U.S.—The results of a joint study by LifeWay Research and Ligonier Ministries are in, and it turns out that over 87% of self-described evangelicals in America believe the term “theology” to refer to some kind of sinister virus, deadly disease, or debilitating condition.
“I hear old people talk about theology sometimes, so I figure it’s like arthritis or dementia or something,” a 27-year-old participant residing in Portland told reporters. “Ugh, I hope I never develop the theologies. It sounds awful.”
“Theology? Yeah, I think I gave a couple bucks to a guy outside Safeway who was raising money to end world theology,” a 42-year-old man in Stockton, California said. “I fully support the cause. I wouldn’t wish a case of theology upon my worst enemy.”
A mother in New York City even reportedly claimed she had taken her kids in to get their theology vaccine before the cold winter months kick in.

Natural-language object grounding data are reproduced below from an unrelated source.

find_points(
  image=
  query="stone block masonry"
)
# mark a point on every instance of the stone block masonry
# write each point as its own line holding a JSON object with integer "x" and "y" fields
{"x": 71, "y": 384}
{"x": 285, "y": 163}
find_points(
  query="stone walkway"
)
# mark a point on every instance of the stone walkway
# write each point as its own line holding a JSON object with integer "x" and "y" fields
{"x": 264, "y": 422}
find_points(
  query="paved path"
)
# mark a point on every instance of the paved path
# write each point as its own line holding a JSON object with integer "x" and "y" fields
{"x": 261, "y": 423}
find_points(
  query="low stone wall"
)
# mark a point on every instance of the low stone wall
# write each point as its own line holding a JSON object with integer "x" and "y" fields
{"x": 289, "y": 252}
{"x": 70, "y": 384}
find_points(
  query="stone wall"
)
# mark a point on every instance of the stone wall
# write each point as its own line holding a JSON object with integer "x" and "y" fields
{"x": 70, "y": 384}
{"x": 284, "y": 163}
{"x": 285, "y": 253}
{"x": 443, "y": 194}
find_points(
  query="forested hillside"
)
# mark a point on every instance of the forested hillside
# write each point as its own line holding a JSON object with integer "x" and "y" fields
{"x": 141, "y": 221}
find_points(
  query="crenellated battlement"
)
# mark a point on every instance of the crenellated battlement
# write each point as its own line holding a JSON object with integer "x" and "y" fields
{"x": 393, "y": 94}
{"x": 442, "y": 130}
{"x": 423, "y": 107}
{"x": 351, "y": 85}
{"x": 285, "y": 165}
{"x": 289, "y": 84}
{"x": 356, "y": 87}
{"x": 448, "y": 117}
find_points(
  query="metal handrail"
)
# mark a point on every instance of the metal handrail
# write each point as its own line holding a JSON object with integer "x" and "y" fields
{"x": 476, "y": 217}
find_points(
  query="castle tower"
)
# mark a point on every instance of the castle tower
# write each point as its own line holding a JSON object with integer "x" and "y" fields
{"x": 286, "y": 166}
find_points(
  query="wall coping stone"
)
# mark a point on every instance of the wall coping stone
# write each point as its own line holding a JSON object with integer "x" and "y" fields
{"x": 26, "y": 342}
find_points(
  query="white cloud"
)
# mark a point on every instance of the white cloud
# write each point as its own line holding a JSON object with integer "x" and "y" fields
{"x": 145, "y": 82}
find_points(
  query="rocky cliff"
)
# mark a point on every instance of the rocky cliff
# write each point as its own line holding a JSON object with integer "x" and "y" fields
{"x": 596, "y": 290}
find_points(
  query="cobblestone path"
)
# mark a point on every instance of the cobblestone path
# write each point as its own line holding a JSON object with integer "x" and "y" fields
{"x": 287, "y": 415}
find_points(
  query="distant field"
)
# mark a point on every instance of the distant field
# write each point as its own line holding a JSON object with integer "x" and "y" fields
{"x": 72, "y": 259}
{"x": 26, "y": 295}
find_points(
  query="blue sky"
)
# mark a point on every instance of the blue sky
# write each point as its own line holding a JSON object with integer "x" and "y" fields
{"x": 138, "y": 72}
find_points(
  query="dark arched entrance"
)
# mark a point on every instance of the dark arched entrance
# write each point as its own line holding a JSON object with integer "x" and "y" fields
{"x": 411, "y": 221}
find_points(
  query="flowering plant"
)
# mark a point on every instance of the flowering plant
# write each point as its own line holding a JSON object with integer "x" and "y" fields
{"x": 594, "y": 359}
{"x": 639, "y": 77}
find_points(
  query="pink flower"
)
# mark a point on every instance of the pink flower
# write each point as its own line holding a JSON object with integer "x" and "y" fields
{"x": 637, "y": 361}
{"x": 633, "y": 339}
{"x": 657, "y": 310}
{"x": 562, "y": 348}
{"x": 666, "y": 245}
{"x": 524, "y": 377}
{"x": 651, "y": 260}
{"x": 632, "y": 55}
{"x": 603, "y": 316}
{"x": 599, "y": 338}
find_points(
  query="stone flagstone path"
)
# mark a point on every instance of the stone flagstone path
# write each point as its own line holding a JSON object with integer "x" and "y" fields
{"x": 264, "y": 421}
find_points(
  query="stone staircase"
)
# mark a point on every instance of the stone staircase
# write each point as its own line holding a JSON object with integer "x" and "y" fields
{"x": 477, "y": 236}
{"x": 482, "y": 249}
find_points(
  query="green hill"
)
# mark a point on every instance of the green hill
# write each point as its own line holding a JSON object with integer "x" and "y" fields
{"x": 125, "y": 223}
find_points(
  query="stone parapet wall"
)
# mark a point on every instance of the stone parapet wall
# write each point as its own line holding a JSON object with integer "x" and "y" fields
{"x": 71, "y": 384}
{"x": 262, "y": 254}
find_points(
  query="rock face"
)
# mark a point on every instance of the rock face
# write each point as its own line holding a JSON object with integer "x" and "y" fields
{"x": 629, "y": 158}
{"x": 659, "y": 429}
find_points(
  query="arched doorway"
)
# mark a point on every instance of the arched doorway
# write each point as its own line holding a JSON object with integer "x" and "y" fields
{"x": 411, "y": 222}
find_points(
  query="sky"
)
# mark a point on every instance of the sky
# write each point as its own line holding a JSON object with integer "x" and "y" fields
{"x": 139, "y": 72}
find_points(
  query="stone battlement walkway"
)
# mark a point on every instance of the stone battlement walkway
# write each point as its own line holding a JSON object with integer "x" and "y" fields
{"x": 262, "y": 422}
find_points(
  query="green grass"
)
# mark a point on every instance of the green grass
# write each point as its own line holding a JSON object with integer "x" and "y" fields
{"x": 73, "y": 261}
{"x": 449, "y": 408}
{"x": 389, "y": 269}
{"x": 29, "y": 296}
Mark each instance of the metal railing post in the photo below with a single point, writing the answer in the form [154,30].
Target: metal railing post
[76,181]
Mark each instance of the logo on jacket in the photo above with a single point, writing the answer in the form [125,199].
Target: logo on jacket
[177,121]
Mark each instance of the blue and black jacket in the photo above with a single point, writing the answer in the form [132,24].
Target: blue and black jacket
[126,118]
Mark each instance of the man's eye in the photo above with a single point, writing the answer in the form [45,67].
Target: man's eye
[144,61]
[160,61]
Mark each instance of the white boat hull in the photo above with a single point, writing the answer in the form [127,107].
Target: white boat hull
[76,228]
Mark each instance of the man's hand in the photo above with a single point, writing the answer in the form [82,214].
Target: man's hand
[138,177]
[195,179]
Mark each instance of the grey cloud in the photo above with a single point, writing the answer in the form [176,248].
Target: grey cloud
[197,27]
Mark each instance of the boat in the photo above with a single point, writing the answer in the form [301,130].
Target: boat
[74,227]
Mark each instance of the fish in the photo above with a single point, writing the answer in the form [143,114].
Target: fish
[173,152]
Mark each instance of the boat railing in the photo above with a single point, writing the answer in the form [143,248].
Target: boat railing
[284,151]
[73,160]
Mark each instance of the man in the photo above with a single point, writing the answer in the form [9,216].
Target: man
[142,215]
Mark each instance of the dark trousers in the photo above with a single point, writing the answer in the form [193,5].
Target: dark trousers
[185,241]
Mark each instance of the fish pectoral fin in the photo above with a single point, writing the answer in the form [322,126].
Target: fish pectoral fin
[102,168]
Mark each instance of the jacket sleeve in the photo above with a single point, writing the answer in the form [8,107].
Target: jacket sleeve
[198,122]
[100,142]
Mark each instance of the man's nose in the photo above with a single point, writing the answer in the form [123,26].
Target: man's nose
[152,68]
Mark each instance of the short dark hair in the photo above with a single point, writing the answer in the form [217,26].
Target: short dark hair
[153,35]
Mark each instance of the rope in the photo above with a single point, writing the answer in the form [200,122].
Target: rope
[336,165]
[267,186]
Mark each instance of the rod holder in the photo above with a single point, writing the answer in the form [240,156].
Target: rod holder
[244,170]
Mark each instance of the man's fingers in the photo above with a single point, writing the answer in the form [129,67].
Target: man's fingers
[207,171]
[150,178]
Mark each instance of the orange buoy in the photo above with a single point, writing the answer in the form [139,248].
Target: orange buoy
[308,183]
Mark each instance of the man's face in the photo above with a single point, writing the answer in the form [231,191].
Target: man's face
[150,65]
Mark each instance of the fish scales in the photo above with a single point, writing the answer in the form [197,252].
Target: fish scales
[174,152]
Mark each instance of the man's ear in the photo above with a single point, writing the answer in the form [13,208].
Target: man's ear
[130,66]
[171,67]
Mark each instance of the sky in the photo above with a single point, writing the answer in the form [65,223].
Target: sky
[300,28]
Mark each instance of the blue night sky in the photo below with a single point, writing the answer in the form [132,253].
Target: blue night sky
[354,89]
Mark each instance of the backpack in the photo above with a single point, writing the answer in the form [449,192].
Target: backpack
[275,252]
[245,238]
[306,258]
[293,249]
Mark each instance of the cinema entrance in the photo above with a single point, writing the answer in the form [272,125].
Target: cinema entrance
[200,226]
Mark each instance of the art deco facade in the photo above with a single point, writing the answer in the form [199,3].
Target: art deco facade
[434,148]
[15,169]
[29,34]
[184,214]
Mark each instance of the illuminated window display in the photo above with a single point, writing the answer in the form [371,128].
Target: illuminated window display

While the vast majority of Christians were confident that they had heard the term “theology” defined as some sort of epidemic, other definitions that registered on the LifeWay poll included “a constellation,” “one of those Swedish metal bands,” “the final boss in Metal Gear Solid,” and “a rare variety of kumquat.”
Although many are mourning the results of LifeWay’s poll as the state of theology in America continues to deteriorate, the encouraging results of one poll question suggest that just over half of Christians can now spell “Bible” correctly, and even identify the book when placed on the table in front of them.